By Haddon Libby

Control of all branches of government now resides with Republicans.  This means the Presidency, Senate and Congress while six of nine Supreme Court justices were nominated by Republican presidents.  The last time Democrats had full control was during the first two years of the Obama presidency.

This red sweep seemed nearly impossible just four years ago.  Just four years ago, political pundits were wondering if the Republican party would split into dueling factions.  It was thought that the Democratic party had demographics increasingly leaning in their favor.

This shows what talking heads know.

Republican control of all branches of government will result in sharply different approaches to economic growth and prosperity.

We are certain to see an increase in Merger & Acquisition (M&A) activity as the Biden era contested most attempts. In one case, the administration was successful at blocking the merger of Tapestry and Capri.  The argument was that this merger would give the combined company too much control of the luxury handbag market.

Wouldn’t government resources have been better used toward something of more significance to most Americans?

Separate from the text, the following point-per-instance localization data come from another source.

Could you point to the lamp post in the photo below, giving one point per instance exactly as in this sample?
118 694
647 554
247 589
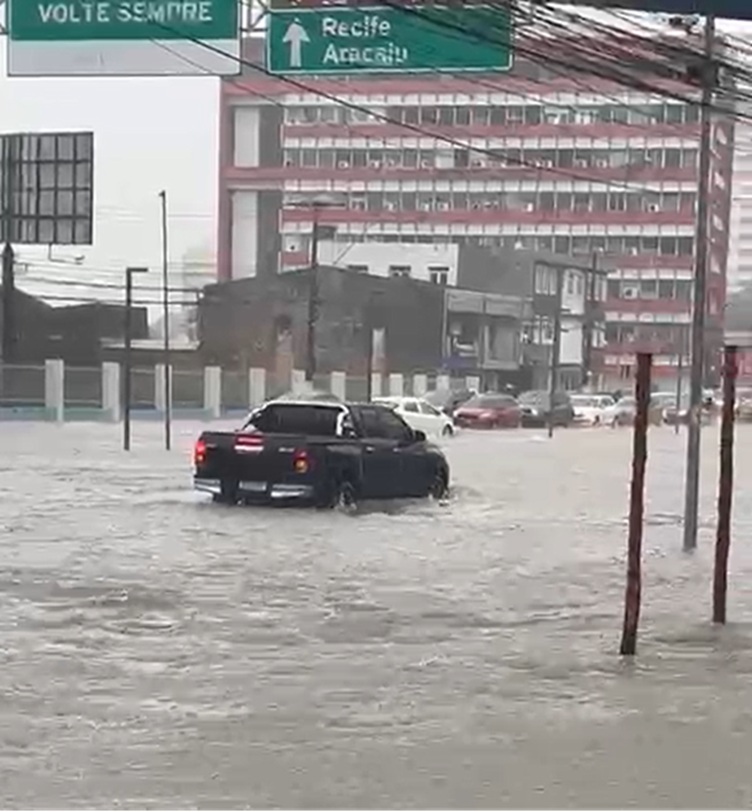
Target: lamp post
129 272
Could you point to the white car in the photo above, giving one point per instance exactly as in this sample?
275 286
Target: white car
420 414
593 410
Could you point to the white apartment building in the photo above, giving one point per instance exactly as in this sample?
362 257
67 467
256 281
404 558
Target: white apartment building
740 226
435 263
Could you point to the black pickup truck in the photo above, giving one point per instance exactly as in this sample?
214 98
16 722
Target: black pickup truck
322 453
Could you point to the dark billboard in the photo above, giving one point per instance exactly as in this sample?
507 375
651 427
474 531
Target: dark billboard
46 188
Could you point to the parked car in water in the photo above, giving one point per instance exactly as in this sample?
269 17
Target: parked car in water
673 413
449 400
626 407
593 410
536 409
489 411
419 414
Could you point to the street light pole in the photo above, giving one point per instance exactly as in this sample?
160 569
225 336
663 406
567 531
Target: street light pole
166 320
692 482
127 355
313 298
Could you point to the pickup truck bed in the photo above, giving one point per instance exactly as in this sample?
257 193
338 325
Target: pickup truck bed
337 461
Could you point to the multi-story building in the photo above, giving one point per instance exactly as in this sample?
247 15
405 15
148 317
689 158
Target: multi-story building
536 159
740 232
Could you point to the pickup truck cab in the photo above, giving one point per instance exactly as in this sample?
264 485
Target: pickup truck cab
322 453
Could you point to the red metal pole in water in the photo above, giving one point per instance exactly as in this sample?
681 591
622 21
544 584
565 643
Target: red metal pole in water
636 505
725 486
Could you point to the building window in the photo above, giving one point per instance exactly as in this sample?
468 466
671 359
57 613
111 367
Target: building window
438 274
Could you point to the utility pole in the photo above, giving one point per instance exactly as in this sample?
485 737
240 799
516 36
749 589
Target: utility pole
587 356
9 296
127 361
166 320
553 384
692 482
679 375
313 298
7 173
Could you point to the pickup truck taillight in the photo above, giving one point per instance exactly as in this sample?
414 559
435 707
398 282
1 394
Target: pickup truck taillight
199 452
249 444
301 462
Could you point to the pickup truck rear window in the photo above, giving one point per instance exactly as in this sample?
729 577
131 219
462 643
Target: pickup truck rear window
291 418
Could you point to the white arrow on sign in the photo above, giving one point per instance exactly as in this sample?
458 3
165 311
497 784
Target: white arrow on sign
295 36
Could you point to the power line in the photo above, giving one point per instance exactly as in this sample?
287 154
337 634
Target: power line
497 154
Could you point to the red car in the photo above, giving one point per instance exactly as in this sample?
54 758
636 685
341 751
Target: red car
489 411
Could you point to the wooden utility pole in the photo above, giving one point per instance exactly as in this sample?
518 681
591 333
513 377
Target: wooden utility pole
636 506
725 486
697 341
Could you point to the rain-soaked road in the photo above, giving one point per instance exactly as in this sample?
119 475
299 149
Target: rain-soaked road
157 650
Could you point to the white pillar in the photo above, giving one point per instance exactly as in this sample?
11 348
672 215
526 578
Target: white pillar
54 389
396 384
299 384
338 384
111 390
212 392
420 385
256 386
159 393
375 384
472 382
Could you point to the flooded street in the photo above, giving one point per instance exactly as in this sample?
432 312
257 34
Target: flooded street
158 650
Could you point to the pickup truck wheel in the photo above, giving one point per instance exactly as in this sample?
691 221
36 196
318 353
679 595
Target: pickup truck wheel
228 494
345 497
439 487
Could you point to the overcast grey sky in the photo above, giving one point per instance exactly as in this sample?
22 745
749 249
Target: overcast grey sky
149 134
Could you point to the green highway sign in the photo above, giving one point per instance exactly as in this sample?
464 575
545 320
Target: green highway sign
51 21
387 39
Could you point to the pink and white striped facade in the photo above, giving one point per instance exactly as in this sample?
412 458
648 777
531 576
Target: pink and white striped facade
575 165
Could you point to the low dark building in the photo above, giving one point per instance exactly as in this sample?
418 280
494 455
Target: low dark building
262 322
73 333
533 275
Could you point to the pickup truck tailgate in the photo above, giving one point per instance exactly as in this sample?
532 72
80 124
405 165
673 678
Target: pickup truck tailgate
254 457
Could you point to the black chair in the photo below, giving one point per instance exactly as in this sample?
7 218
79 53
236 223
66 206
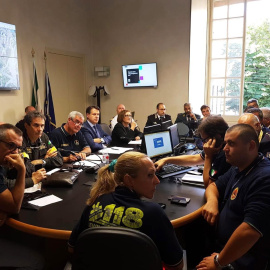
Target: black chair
106 248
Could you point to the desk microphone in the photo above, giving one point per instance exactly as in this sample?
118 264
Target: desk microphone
70 152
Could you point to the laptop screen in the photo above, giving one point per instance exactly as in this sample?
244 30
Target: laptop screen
174 135
158 143
166 124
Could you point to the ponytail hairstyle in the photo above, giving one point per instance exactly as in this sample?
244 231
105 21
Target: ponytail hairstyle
104 185
128 163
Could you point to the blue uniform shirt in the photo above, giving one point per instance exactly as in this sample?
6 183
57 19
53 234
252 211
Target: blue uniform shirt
3 187
245 197
61 139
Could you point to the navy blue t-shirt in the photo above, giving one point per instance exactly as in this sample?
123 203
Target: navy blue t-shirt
61 139
124 208
245 197
3 187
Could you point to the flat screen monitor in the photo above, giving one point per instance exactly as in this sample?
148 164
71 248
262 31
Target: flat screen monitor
166 124
9 71
174 135
158 144
153 128
140 75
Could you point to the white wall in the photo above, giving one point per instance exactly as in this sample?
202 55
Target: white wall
61 24
141 31
112 33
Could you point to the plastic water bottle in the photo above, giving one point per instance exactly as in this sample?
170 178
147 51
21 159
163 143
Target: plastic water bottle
105 158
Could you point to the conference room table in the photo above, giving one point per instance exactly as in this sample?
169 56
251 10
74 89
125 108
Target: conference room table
58 219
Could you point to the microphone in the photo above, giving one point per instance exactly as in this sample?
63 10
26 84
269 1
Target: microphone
70 152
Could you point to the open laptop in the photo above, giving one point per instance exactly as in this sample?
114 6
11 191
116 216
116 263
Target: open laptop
153 128
158 144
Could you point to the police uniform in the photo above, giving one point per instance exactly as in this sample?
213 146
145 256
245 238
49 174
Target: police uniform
264 139
33 151
62 139
219 165
38 150
146 217
245 197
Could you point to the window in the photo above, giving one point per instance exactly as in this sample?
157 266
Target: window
239 55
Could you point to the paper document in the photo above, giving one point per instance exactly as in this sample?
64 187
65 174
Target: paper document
94 157
115 150
52 171
34 188
192 178
45 200
136 142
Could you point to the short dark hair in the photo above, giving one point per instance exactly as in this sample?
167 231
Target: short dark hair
213 125
255 110
251 100
27 108
246 133
5 127
89 108
31 115
204 107
121 116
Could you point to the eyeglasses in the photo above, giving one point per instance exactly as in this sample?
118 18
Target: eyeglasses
77 123
205 140
12 146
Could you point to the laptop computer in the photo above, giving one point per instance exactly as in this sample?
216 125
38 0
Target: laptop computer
158 143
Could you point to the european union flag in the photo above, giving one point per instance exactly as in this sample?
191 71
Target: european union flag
50 123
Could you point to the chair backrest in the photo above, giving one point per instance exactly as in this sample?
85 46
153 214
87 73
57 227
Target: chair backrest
115 248
106 128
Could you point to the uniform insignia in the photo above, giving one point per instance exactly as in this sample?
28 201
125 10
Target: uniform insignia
24 155
213 172
64 144
43 146
234 194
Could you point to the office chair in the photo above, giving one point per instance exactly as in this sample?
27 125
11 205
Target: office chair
107 248
106 128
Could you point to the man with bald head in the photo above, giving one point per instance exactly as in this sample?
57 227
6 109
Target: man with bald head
266 116
20 124
264 138
119 109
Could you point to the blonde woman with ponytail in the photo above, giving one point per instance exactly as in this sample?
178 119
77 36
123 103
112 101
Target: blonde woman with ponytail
115 200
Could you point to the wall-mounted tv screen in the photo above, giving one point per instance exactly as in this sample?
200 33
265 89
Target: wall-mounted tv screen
9 71
140 75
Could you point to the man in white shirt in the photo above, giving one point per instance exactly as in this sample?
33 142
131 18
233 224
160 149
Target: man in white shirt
119 109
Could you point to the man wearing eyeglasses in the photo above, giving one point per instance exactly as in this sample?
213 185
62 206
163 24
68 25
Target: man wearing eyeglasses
188 118
92 131
11 200
69 139
159 117
212 131
39 153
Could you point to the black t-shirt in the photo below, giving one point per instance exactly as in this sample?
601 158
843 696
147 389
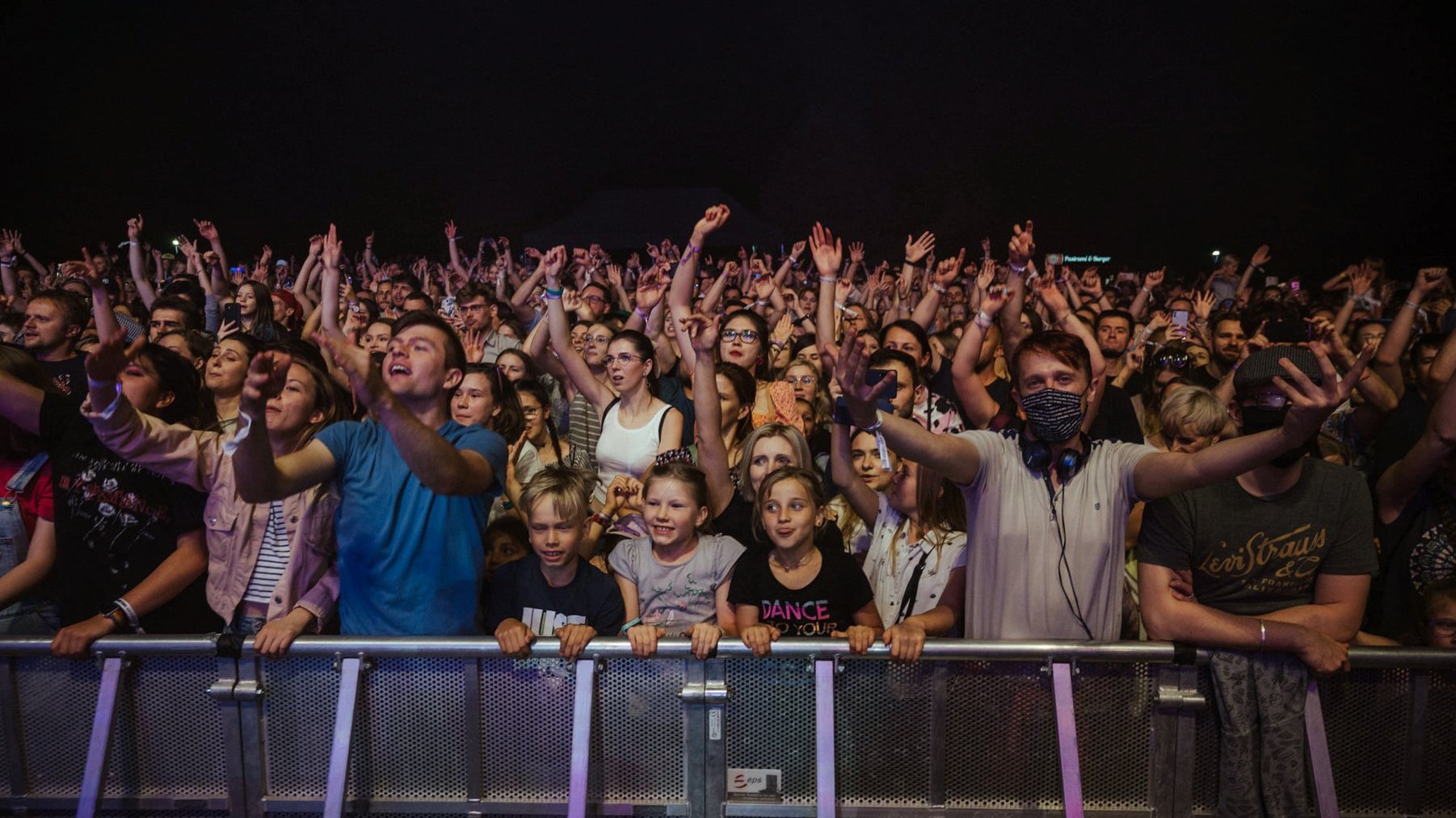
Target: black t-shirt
520 591
829 603
1256 555
1417 547
737 522
70 377
116 522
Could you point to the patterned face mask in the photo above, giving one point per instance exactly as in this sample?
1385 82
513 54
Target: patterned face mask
1053 415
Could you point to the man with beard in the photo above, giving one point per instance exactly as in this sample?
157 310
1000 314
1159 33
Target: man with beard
1279 560
1116 418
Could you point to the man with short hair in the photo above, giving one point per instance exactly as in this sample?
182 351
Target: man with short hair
170 313
1279 558
54 321
414 485
482 315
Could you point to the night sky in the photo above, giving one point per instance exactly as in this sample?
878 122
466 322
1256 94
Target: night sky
1145 134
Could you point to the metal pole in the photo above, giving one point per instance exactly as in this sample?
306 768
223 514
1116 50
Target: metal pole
824 736
103 724
581 736
1319 753
350 669
1067 740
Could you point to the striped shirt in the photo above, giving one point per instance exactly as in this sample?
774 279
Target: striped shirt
272 558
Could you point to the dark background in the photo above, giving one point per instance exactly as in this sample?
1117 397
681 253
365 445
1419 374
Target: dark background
1154 136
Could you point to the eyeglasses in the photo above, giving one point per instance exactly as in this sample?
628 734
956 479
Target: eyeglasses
746 335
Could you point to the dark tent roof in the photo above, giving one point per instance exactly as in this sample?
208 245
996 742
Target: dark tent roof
631 219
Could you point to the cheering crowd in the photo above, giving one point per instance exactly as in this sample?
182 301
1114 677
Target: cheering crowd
702 442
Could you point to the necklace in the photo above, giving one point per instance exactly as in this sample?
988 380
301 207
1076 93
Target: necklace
797 565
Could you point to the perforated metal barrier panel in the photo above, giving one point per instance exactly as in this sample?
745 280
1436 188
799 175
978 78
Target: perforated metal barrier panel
452 728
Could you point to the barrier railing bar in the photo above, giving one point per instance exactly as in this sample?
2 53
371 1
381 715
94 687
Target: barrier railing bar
1416 744
440 647
1067 740
581 736
473 750
11 724
350 669
938 719
228 711
248 694
824 736
1187 740
95 778
695 734
1319 754
715 756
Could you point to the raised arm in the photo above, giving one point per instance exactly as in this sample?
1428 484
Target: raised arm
577 370
953 456
1388 357
1434 447
139 264
980 406
713 455
431 459
1169 472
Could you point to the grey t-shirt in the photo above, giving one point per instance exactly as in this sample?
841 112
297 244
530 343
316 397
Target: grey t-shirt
1014 549
677 596
1254 555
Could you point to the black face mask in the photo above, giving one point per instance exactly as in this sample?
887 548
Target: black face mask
1258 420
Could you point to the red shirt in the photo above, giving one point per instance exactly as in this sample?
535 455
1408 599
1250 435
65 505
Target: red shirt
36 500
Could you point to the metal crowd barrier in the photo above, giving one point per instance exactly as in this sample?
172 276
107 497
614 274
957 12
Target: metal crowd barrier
448 727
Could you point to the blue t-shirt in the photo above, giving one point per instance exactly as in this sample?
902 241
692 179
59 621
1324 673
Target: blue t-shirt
410 560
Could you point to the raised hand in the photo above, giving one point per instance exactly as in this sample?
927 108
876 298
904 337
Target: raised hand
713 219
916 250
366 380
1426 279
829 252
1021 246
1203 304
1309 404
1261 257
702 332
267 375
108 359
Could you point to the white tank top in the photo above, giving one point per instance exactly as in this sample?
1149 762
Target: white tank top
626 451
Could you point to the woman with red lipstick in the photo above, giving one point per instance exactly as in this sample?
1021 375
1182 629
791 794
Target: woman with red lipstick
635 424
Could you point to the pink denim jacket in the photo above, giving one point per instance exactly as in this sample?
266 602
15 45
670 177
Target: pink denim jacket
235 529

The business most likely to see a pickup in M&A activity are banks.  Regulation makes it nearly impossible for community banks and many regionals to compete.  With 7,500 banks in the United States, expect significant consolidation.

Another significant change will be a predisposition toward helping smaller US companies over the largest US companies and non-US companies. By supporting products and companies made domestically over those made offshore, it is expected that small businesses will be better able to compete against non-US and global companies.  This is likely to hike prices on consumers.

The deportation of those who crossed into the United States during the border crisis is expected to create more jobs for Americans.  Fewer workers means higher wages for people working in low wage jobs.

Where the Biden administration halted the development of Liquified Natural Gas (LNG) terminals for export while slow-walking small-form nuclear reactor applications, the Trump administration appears intent on growing all energy sources as quickly as possible.  McKinsey & Company estimates that energy demand from Generative AI, data centers and EVs, McKinsey & Co. will require the United States to grow its electricity supply at a 22.5% ANNUAL rate through 2030.  Without rapid electricity growth, costs on Americans will increase at an unacceptably high rate.

Roughly $50 billion will need to be invested to meet demand and keep prices down.  At present, 60% of new supply will be from gas with 40% from renewables. To be carbon neutral and produce the amount of energy needed, many believe that nuclear power produced through Small Modular Reactors will be needed. At present, Russia, China and Canada use this low-cost energy source.

The Red Sweep is likely to cause a sharp reduction in duplicitous government regulation and overlapping agencies.

We are likely to see the capital gains rate drop to 15%. There is also a serious discussion to eliminate taxes on social security benefits.

The Securities Exchange Commission is expected to regulate cryptocurrency in a favorable and supportive way.

Overall, the architects behind the economic policies of the Trump administration are hoping that their efforts will grow the US economy at a fast enough rate to cause federal debt to shrink as a percentage of Gross Domestic Product (GDP).  At present, US federal debt is 120% of GDP and growing.  In 2005, debt-to-GDP was 57%.

The biggest risk to these approaches relates to unintended outcomes from the use of tariffs in negotiations with other countries. If things work as expected, Europe and China are likely to feel the impact more than the US.

Republicans have the next two years to show voters that this approach to governing will work.  If not, Washington will lose its deeply red hue and turn purple in 2026 before turning blue in 2028.